「日本における日系ブラジル人『反復出稼ぎ者』に関する一考察」
<2008年度第2班第1回研究会>
■報告者 :山中大輔(龍谷大学大学院国際文化学研究科)
■開催場所 :龍谷大学深草学舎 紫英館2階第三共同研究室
■開催日時 :2008年4月26日 (土曜日) 午後2時30分−午後3時50分
■議事録番号 :080426
■報告概要:
 1990年の入管法改定以降、日系ブラジル人の対日年数平均が長期化する傾向にあるが、日系ブラジル人全てが日本への定住化に向かっているのではなく、日本とブラジルを往復する移住形態が増えている。山中氏は、日本とブラジルを往復する移住形態(反復出稼ぎ)をとる日系ブラジル人に着目し、あらかじめ再来日の時期を設定して帰国するかどうかの当事者の「計画性」の有無をキー要素に計画性のない往復を繰り返す日系ブラジル人を「反復出稼ぎ者」と定義した上で、彼らの移住形態の決定を左右する要因についての見解を述べた。
 日系ブラジル人は、 (1)日系2世の配偶者とその子どもに「定住者」資格が付与されるが、日本で生まれた日系ブラジル人の子どもはブラジル籍となり、帰化以外に国籍取得できない(制度的要因)、(2)解雇の危険性が高く低賃金である間接雇用が多い(経済的要因)、(3)日本・ブラジル双方において文化的不適合になりやすい(社会的要因)状況におかれている。これら要因が、日系ブラジル人の日本への定住化または短期での出稼ぎ終了を阻害しており、結果として日系ブラジル人は消極的に「反復出稼ぎ」という移住形態を選択しているのである。

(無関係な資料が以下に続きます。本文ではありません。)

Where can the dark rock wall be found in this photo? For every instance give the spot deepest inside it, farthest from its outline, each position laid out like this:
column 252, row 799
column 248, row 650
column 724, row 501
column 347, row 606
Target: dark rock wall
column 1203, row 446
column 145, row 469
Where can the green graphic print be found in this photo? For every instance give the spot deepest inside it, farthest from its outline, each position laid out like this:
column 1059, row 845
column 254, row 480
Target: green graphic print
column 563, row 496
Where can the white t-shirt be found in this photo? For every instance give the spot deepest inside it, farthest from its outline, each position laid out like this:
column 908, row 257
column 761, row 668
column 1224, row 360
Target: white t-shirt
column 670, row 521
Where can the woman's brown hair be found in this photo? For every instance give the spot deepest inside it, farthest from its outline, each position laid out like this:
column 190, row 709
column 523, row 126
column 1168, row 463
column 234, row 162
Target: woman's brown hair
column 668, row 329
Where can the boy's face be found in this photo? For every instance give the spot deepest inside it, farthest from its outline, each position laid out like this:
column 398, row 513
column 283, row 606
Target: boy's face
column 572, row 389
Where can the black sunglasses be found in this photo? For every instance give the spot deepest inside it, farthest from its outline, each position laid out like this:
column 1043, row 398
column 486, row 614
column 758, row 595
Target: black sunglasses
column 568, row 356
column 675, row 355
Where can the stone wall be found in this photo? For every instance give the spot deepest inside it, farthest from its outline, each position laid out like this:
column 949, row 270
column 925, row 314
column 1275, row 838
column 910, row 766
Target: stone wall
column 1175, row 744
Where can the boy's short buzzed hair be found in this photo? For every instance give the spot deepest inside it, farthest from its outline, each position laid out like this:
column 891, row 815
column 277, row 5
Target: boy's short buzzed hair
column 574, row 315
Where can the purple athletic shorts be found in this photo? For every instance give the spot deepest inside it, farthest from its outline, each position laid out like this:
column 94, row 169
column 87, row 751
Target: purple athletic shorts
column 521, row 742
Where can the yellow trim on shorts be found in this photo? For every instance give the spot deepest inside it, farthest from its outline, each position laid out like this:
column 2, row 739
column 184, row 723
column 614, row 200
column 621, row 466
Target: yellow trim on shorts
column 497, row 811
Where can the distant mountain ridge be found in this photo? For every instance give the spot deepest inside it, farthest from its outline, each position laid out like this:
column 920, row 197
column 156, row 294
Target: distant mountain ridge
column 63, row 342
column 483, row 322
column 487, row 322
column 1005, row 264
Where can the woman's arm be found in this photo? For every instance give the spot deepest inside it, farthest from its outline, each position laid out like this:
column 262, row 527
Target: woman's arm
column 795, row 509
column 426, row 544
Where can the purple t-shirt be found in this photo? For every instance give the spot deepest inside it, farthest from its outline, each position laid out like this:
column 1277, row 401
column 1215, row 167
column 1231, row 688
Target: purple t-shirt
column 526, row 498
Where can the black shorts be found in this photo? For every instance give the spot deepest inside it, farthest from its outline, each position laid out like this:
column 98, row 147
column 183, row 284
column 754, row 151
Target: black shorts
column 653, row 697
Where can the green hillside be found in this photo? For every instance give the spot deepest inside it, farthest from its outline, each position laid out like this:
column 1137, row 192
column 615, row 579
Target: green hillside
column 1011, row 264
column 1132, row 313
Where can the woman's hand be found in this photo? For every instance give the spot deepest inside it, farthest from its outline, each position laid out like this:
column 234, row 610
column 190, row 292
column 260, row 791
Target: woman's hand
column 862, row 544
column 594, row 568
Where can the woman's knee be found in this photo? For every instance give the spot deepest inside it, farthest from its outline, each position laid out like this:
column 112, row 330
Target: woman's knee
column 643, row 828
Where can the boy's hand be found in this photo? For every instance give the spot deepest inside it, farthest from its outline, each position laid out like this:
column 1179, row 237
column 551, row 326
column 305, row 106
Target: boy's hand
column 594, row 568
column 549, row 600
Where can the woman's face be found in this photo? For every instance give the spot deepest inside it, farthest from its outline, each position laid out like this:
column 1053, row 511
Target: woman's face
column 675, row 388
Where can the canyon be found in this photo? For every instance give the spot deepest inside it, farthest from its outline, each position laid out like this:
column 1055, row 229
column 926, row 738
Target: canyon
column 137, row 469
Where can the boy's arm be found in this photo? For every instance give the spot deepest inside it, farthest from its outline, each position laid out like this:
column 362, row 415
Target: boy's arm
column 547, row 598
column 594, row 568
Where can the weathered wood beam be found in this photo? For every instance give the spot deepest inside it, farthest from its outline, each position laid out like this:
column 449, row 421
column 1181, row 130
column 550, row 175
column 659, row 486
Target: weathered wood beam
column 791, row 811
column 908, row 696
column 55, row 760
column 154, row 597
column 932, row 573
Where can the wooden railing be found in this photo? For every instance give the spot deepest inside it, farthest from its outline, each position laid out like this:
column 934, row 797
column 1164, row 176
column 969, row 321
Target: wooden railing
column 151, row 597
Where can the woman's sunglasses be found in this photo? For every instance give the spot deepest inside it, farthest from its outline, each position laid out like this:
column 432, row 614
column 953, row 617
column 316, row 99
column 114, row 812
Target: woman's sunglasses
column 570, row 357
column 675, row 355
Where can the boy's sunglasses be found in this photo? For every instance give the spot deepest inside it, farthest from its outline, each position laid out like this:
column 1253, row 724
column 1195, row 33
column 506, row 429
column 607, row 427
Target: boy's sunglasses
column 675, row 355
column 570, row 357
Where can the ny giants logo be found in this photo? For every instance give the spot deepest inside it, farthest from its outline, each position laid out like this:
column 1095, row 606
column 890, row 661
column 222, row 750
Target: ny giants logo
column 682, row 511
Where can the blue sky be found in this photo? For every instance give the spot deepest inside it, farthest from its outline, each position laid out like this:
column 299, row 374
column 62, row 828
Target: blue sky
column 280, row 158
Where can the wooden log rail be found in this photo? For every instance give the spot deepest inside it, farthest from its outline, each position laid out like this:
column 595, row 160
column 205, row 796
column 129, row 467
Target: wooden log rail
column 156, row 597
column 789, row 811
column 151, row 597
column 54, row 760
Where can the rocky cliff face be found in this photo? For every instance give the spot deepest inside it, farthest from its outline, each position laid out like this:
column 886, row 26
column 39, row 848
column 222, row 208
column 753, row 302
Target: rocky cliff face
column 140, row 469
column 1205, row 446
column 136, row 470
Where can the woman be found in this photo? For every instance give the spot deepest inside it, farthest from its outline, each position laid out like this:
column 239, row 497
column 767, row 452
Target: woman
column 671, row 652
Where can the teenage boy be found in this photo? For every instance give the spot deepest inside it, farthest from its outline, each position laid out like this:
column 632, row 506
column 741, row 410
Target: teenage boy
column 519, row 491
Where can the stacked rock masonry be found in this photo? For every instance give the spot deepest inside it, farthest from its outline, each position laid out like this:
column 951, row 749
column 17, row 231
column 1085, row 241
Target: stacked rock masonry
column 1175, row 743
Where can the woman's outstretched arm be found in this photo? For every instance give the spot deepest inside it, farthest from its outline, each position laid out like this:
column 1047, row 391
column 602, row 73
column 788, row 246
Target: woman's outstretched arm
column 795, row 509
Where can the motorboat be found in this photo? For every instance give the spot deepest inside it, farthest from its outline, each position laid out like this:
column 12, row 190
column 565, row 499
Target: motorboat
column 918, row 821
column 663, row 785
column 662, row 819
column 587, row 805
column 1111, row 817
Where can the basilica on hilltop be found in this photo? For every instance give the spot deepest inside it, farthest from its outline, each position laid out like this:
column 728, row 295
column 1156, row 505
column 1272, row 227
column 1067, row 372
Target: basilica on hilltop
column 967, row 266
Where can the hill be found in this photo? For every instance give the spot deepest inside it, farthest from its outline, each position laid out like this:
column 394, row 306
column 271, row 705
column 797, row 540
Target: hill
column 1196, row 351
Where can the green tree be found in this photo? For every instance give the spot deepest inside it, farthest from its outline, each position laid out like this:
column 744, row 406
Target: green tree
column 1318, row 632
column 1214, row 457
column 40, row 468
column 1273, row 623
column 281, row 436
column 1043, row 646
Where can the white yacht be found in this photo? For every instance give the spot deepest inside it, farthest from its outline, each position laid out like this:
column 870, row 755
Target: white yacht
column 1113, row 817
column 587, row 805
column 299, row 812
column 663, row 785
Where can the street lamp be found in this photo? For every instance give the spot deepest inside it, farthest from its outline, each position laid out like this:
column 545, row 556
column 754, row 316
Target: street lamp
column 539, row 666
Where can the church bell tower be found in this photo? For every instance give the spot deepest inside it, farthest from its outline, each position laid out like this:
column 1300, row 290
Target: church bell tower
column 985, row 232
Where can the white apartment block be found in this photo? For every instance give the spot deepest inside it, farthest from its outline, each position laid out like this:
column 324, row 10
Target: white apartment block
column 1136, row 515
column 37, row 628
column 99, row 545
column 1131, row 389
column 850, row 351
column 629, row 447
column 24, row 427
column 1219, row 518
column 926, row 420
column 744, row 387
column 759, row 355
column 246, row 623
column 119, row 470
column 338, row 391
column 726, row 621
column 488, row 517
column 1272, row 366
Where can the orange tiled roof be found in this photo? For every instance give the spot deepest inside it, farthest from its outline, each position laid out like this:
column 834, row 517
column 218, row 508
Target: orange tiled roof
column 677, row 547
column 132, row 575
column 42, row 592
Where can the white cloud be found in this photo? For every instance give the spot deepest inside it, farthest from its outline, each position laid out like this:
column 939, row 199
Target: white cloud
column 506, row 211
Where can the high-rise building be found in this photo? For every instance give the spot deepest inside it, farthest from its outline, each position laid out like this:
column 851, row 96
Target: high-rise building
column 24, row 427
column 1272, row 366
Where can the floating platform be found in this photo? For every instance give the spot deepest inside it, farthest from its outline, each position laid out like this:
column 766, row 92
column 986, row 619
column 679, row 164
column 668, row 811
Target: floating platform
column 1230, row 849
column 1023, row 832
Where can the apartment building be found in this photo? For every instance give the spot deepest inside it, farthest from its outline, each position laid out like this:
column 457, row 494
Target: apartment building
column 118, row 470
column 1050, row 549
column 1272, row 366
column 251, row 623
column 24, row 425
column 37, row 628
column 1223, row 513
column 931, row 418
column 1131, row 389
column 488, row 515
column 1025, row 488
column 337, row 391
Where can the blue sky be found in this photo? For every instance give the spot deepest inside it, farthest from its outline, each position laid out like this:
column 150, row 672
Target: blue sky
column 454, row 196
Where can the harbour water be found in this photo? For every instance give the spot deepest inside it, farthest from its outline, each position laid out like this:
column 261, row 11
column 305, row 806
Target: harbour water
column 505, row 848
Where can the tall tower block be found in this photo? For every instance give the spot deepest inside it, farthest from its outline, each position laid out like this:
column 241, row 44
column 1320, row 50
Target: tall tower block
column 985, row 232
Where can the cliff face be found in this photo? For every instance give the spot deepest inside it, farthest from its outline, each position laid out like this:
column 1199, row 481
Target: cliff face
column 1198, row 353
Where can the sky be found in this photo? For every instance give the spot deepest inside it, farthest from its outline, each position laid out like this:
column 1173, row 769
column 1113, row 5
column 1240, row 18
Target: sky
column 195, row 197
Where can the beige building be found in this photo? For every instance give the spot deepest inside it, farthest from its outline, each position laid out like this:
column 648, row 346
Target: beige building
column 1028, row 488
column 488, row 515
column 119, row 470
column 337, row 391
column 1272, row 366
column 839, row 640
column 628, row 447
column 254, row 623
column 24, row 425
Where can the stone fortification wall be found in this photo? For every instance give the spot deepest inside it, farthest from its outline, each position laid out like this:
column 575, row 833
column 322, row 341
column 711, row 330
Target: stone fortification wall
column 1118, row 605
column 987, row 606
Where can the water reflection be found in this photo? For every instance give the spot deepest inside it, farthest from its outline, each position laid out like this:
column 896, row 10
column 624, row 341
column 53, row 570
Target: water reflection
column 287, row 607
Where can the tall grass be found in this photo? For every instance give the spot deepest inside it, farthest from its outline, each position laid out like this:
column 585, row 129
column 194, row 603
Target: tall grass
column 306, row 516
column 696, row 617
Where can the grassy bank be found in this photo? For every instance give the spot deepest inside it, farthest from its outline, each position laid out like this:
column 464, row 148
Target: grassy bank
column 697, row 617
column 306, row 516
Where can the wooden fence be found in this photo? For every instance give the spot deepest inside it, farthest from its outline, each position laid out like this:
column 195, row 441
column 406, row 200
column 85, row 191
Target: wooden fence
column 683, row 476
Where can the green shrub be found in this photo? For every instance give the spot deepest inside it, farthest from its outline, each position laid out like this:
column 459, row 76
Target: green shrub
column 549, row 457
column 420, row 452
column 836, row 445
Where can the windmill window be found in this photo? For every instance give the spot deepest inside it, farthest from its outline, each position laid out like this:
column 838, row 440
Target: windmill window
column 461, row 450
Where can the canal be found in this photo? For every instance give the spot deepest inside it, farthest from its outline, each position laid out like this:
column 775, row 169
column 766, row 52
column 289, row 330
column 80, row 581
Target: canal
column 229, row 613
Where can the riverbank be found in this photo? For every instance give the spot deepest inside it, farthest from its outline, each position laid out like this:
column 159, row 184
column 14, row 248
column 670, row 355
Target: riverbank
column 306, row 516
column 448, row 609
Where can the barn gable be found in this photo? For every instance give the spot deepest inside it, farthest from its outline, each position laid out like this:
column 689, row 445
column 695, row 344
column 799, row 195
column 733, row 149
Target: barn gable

 参加者からは、「反復出稼ぎ者」の定義やそれを利用する意図についての質問があったほか、社会学分野の移民に関する既存研究をふまえて本研究の位置づけを明確にする必要がある、移民を取り巻く外的な要因(Push, Pull)に加えて、移民個々人の意識という内部的な要因を取組むことでより議論が深まる等の助言があった。